Athletics & Fine Arts Facility Upgrades: Student participation in extracurricular activities continues to skyrocket, which bolsters Union’s graduation rate. Projects will include:

  • Renovation of the Performing Arts Center’s aging “back of house” (dressing room areas) and orchestra pit, new orchestra shell and the installation of new intelligent light system.
  • Uniforms, equipment, technology and musical instruments for Athletics and Fine Arts.
  • UMAC improvements to include a higher-resolution video/score board, sound system, sport lighting and exterior renovations.
  • New gym and practice facility at the Union 6th/7th Grade Center.
  • Resurfacing of tennis courts and turf replacement at the soccer practice and regular fields at the 8th Grade Center, the indoor baseball/softball practice facility and at the High School track; and
  • Pool upgrade at the Sixth/Seventh Grade Center.

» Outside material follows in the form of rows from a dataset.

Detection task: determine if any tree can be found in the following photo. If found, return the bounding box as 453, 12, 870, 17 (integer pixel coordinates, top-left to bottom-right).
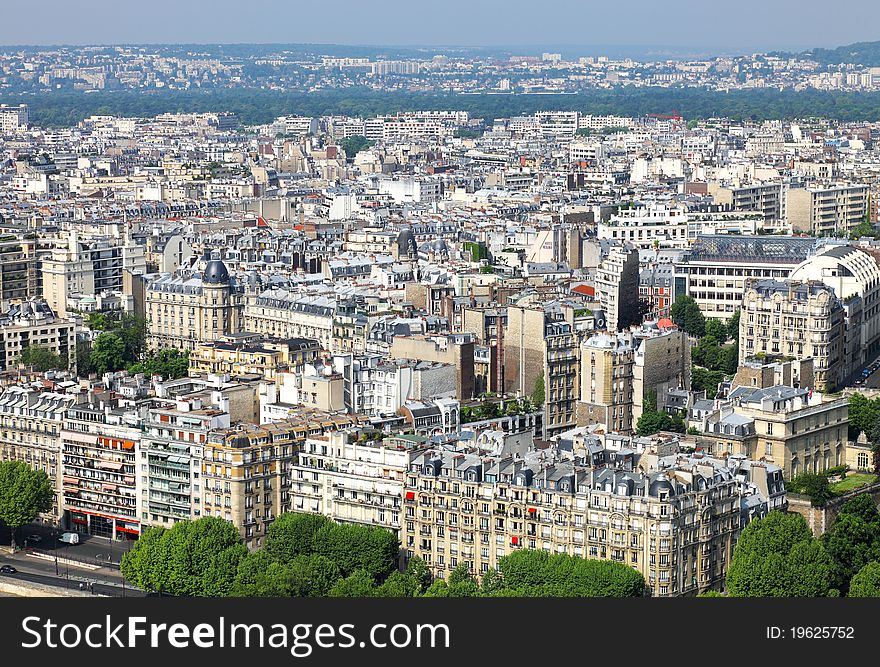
727, 308, 741, 344
727, 512, 833, 597
339, 134, 374, 157
315, 522, 400, 582
120, 516, 248, 597
670, 294, 706, 338
849, 561, 880, 598
0, 461, 55, 551
128, 349, 189, 380
531, 368, 545, 409
230, 549, 294, 597
91, 333, 125, 376
789, 472, 834, 507
15, 346, 67, 373
328, 570, 376, 598
705, 319, 729, 343
691, 367, 724, 399
822, 493, 880, 594
264, 512, 332, 563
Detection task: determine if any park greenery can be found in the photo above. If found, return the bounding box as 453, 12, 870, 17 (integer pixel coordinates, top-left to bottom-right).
0, 461, 54, 550
727, 493, 880, 597
77, 311, 189, 380
339, 134, 375, 158
12, 86, 880, 127
121, 513, 645, 597
15, 345, 68, 373
670, 294, 740, 399
636, 389, 686, 436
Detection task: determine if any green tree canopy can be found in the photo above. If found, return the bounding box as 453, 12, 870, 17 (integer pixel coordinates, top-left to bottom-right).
120, 517, 248, 597
90, 332, 125, 376
727, 512, 833, 597
0, 461, 54, 549
670, 294, 706, 338
15, 345, 68, 373
849, 561, 880, 598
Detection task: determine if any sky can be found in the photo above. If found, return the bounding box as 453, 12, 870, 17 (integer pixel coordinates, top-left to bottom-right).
0, 0, 880, 54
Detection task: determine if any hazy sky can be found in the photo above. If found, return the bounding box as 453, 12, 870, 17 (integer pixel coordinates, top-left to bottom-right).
0, 0, 880, 51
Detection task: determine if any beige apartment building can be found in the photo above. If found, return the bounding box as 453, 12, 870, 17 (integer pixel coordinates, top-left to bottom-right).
785, 184, 868, 236
700, 386, 849, 479
146, 259, 242, 351
402, 449, 785, 597
739, 280, 846, 391
0, 385, 76, 524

Voter Registration Deadline

Union patrons who are not yet registered must mail a completed registration form to the Tulsa County Election Board, postmarked by 5 p.m. on Friday, January 20, to vote in Union’s bond election. The forms are available at any Union school, the Union Education Service Center, any Tag Agency or the Tulsa County Election Board.

Absentee ballots must be requested by 5 p.m. on Monday, January 30. Completed and notarized absentee ballots must be mailed back and received by the Election Board by 7 p.m. on Election Day. 



Hand-delivered ballots to the Election Board (555 N. Denver) must be delivered by 5 p.m. on Monday, February 13. Absentee ballots may be requested by submitting an online application at https://okvoterportal.okelections.us or download an application from the Tulsa County Election Board website. For more information, visit https://www2.tulsacounty.org/electionboard/ or call the Tulsa County Election Board at 918-596-5787.

Early voting is available on the Thursday and Friday prior to the Feb. 14 election. It is open to any registered voter living in the Union district in Tulsa County who has not already returned an absentee ballot. 

Early voting locations are the Tulsa County Election Board, 555 N. Denver Ave., and Hardesty Regional Library, 8316 E. 93rd St. Early voting hours are from 8 a.m. – to 6 p.m. on Feb. 9 – 10.